Labor leader Anthony Albanese criticised Mr Morrison for announcing “nothing new”, but said the opposition welcomed the $500 million in climate finance.
“But we also note that this comes after considerable cuts to our foreign aid budget over a period of time that don’t make up for the announcement,” he said.
The Indo-Pacific carbon offset scheme is a key part of Mr Morrison’s net-zero plan.
The outline, released last week, shows the government is banking on local and international offsets making up 10 to 20 per cent of the emissions reductions, with the Indo-Pacific scheme – with Fiji as its first member – a central pillar.
However, climate experts and former prime minister Malcolm Turnbull have questioned whether offsets like carbon capture and storage can become effective enough to make the emissions cuts that the government hopes for.
Mr Turnbull called the idea a “proven failure”.
Even as he signed his country up to the plan, Fijian leader Frank Bainimarama pointedly referred to Australia’s net-zero roadmap as “a start”, and called on Mr Morrison to outline a “concrete path” to a stronger 2030 target.
Mr Morrison told COP26 that Australia was forecast to cut emissions by 35 per cent by 2030.
Last week, he said it would be “up to 35 per cent”, with the roadmap documents saying it would be “30 to 35 per cent”.

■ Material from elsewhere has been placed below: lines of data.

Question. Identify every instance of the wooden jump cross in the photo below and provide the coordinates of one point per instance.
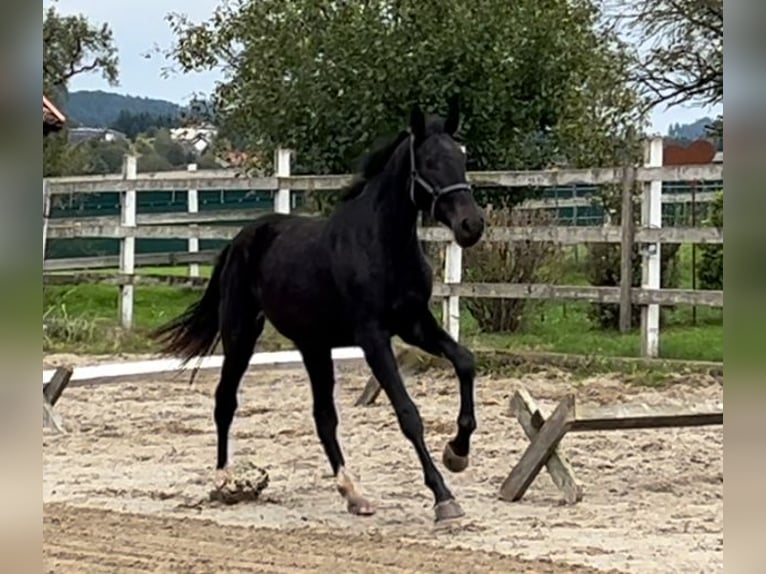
(51, 394)
(545, 435)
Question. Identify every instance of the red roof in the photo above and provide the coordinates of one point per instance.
(52, 117)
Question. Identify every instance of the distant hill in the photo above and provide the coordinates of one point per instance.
(689, 132)
(101, 109)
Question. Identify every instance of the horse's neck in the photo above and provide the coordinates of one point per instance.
(397, 217)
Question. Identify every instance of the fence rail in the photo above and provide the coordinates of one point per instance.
(195, 225)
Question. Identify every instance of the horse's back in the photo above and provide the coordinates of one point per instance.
(290, 260)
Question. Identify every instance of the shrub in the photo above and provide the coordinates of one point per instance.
(508, 262)
(603, 269)
(710, 270)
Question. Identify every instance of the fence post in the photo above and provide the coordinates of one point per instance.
(192, 206)
(46, 214)
(453, 270)
(651, 217)
(128, 242)
(626, 247)
(282, 169)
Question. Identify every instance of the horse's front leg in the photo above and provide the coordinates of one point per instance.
(376, 345)
(425, 333)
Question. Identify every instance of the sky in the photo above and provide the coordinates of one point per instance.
(139, 26)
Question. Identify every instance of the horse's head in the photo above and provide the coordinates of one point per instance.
(438, 180)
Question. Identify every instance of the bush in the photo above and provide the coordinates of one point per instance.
(512, 262)
(603, 269)
(710, 270)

Mr Morrison declined to enshrine that target in a formal commitment, and Australia is only obligated to hit the Tony Abbott-era emissions reduction of 26 to 28 per cent by 2030.
The PM told reporters that Pacific neighbours “always encouraged” Australia to boost its 2030 target, but talked up the government’s commitments on green technology.
Mr Morrison said “our Pacific family” would benefit from investments in such innovations to bring down the price and make them more cost effective for developing nations.
“They will sign on to a low-emissions technology if they’re cost competitive with what they’re currently using. And that is the solution,” he said.
Mr Morrison told the conference, in his speech to the forum, that “raising the cost of energy just impacts on those who can afford it least”.
He said he had “cause for optimism” as he outlined Australia’s reliance on technology in his address.
The Australian Conservation Foundation claimed there was a “lack of applause” following that speech.
“The marketing-style slogans, which we hear time and time again, reassured no one in Glasgow that the Australian government is taking climate change seriously,” the ACF’s Gavan McFadzean said.
“To arrive at the world’s most important climate conference without a plan to halve emissions, at the very least, by 2030 is nothing to boast about.”
The Glasgow conference continues for the next 10 days, but Mr Morrison is set to leave once the leader’s summit portion finishes on Wednesday.